If you’re trying to lose weight but don’t move much during the day, you’re fighting an uphill battle. Simply getting 10,000 steps or more per day and making it a point to move or be active can seriously help with weight loss, especially if you’re following these other tips and are eating a healthy diet.

But if you need more help with calorie control, you will likely benefit from structured exercise like gym workouts, a daily walking routine, a yoga class, or an aerobics class. Exercise can help you increase your calorie deficit if you’re struggling to reduce your food intake further.

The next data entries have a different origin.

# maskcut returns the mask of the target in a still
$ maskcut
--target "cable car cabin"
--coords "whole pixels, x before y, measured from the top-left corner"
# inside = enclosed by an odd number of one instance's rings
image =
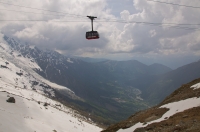
[[[97,31],[89,31],[85,34],[86,39],[99,39],[99,33]]]

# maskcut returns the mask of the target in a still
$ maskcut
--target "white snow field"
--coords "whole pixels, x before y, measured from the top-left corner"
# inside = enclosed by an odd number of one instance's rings
[[[6,102],[8,95],[14,97],[16,103]],[[43,104],[0,92],[0,132],[99,132],[102,130],[76,117],[70,109],[61,111],[54,108],[52,104],[49,106]]]
[[[55,96],[54,89],[64,89],[72,97],[76,95],[38,75],[33,68],[41,69],[32,58],[18,55],[0,38],[0,132],[102,130],[77,111],[48,98]],[[8,103],[9,97],[14,97],[16,102]],[[45,103],[48,105],[44,106]]]
[[[151,122],[147,122],[147,124],[143,125],[143,123],[138,122],[137,124],[135,124],[134,126],[127,128],[127,129],[120,129],[117,132],[133,132],[135,129],[140,128],[140,127],[146,127],[149,124],[155,123],[155,122],[161,122],[163,120],[167,118],[169,118],[170,116],[182,112],[184,110],[193,108],[193,107],[198,107],[200,106],[200,98],[189,98],[186,100],[181,100],[178,102],[173,102],[173,103],[169,103],[166,105],[161,106],[160,108],[169,108],[169,110],[159,119],[151,121]]]

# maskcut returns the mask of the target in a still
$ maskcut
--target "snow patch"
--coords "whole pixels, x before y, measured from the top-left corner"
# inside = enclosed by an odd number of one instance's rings
[[[135,124],[134,126],[127,128],[127,129],[120,129],[117,132],[133,132],[135,129],[140,128],[140,127],[146,127],[149,124],[152,123],[156,123],[156,122],[161,122],[163,120],[167,118],[169,118],[170,116],[173,116],[176,113],[182,112],[184,110],[193,108],[193,107],[198,107],[200,106],[200,98],[189,98],[186,100],[181,100],[178,102],[173,102],[173,103],[169,103],[166,105],[161,106],[160,108],[168,108],[169,111],[167,111],[161,118],[151,121],[151,122],[147,122],[147,124],[143,125],[143,123],[138,122],[137,124]]]
[[[193,90],[199,89],[200,88],[200,83],[192,85],[190,88],[193,88]]]
[[[67,58],[67,62],[74,63],[73,61],[70,60],[70,58]]]

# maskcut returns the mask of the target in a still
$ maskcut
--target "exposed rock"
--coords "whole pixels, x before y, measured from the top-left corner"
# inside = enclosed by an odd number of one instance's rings
[[[47,102],[44,103],[44,106],[48,106],[49,104]]]

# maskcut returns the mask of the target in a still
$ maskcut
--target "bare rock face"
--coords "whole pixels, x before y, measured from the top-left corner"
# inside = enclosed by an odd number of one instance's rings
[[[15,103],[15,98],[9,97],[6,101],[9,102],[9,103]]]

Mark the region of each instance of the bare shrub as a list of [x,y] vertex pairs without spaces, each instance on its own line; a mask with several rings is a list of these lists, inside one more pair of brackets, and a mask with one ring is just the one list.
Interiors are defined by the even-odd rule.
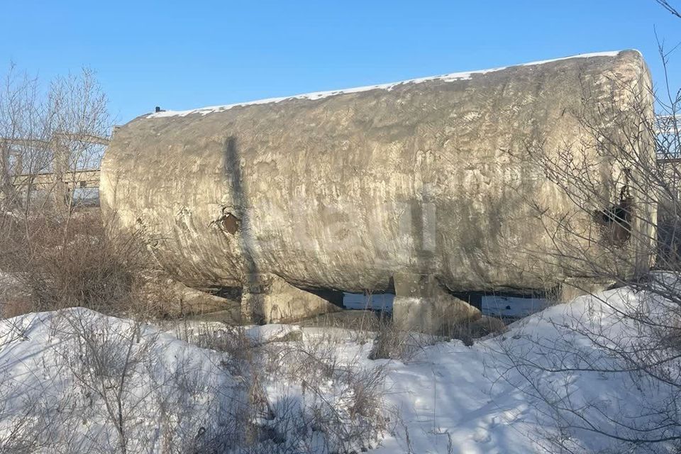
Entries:
[[[669,2],[659,3],[675,12]],[[658,45],[666,72],[670,52]],[[575,216],[590,217],[594,224],[585,231],[570,216],[552,215],[528,200],[557,250],[527,253],[547,265],[568,258],[576,264],[568,272],[583,279],[574,287],[588,297],[557,308],[564,311],[558,321],[536,319],[551,330],[550,343],[522,330],[514,343],[502,338],[498,348],[507,369],[499,372],[502,377],[511,369],[518,372],[522,380],[513,384],[545,405],[541,411],[550,423],[538,438],[548,450],[583,452],[576,436],[581,433],[605,441],[611,452],[668,452],[681,439],[681,92],[668,85],[648,87],[643,79],[629,86],[616,74],[608,82],[614,92],[600,99],[585,83],[584,109],[572,114],[586,140],[552,153],[540,139],[526,150],[531,164],[570,201]],[[602,190],[597,165],[619,170],[609,191]],[[594,244],[604,250],[597,258],[591,253]],[[651,258],[655,267],[668,272],[641,273]],[[596,292],[589,280],[616,289]],[[577,375],[612,379],[636,392],[584,401],[570,392]]]

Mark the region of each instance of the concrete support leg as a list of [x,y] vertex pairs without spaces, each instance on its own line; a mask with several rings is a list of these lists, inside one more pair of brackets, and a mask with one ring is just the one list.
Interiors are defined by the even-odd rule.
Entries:
[[247,282],[241,295],[241,314],[244,320],[253,323],[289,323],[340,310],[275,275],[249,275]]
[[481,316],[478,309],[448,293],[433,275],[399,273],[394,279],[392,317],[402,328],[443,334]]
[[222,298],[189,287],[163,272],[145,277],[140,298],[150,310],[175,318],[206,316],[211,320],[237,325],[241,322],[240,303],[238,299]]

Activity and exercise also help to boost your metabolism and fat burning ability.

12. Crash Dieting

A crash diet is one that overly restricts calories, which not only affects your general health but also your metabolism. And even if you do lose some weight, it takes very little to put the weight back on once you start eating again. It’s better to eat the right foods at the right times to promote healthy weight gain and keep your metabolism functioning at optimal levels.

Crash dieting differs from intermittent fasting, which only restricts calories for a short window and can help some people lose weight.

Weight Loss Makes Your Bladder Happy

Measuring tape on a pair of jeans; Being overweight is actually a contributing factor to many types of incontinence

While a healthier bladder probably isn’t your primary reason for setting a weight loss goal, it is a welcome benefit. Losing weight relieves excess pressure on the abdominal cavity and bladder and can improve incontinence symptoms.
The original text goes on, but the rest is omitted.